In each store, salespeople surprised our producer, all saying they use CBD products.
"I don't know much about these things," our producer said.
"It works," the clerk at the first store said.
"It does? Really?" our producer asked.
"I have really, really bad arthritis in both my knees, to the point where I would cry in pain," the clerk said. "I'll put it on, 15 to 30 minutes, pain-free, good for the rest of the day."
"Do you think it's really working, or is it a placebo effect?" our producer asked.
"It works," the clerk said. "You know, it helps with anxiety levels, get healthy sleep levels."
"Do you think it's safe?" our producer asked at the second store.
"Yeah," the worker said. "I mean, I use it."
"What do you use?" our producer asked. "Or none of these products?"
"I use external and internal," the worker said.
In two retail stores, we asked about a common misconception. Do these products contain marijuana?
"Does it have weed?" our producer asked.
"It's hemp," the worker at the second store said. "It does not have any THC in it.
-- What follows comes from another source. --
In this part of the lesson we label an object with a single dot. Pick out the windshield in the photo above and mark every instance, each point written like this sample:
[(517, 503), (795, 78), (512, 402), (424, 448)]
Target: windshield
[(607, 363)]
You don't need to worry about a buzz or anything euphoric like THC. We would not be able to sell it if it had THC in it."
She was knowledgable about the difference between CBD and THC. The clerk at the first store almost had the right information but not the right name or number.
"There's no TC, or less than .03," the clerk said.
A product isn't treated as marijuana if the THC content is below .3%. The Farm Bill Act passed in 2018 on the national level paved the way for states to start a framework for regulations. That made it legal for customers to purchase CBD.
But consumers can't expect to walk in and buy CBD products at all the shops that are popping up. The Michigan Department of Licensing and Regulatory Affairs has a map that shows where dispensaries are located.
Those have more than the .3% level of THC, so when Local 4 went in, we were told a medical marijuana card was needed. But now, retailers such as Kroger and health stores are selling products and no card is needed.
"We've been following the CBD market for several years now and watched it unfold from this very niche market to a much larger, booming industry," said Jamie Schau, a researcher with Brightfield Medical Group.
Schau said that currently, the products aren't really being regulated, so consumers don't know what's really in them. But the main players in the industry that have been around for years are the ones to trust, she said.
"Many of which are doing their own compliance measures," Schau said. "They're making sure to go through third-party testing to make sure there's no lead or harmful chemicals in their products."
The top players are Charlotte's Web Hemp, CV Sciences, Green Roads and Medterra.
Schau said anyone buying a product should Google it and make sure the website has legitimate research,
The products leading in sales -- oils that are used with a dropper under the tongue, followed by vape products and topicals -- are expected to increase on the shelves with more regulation to come.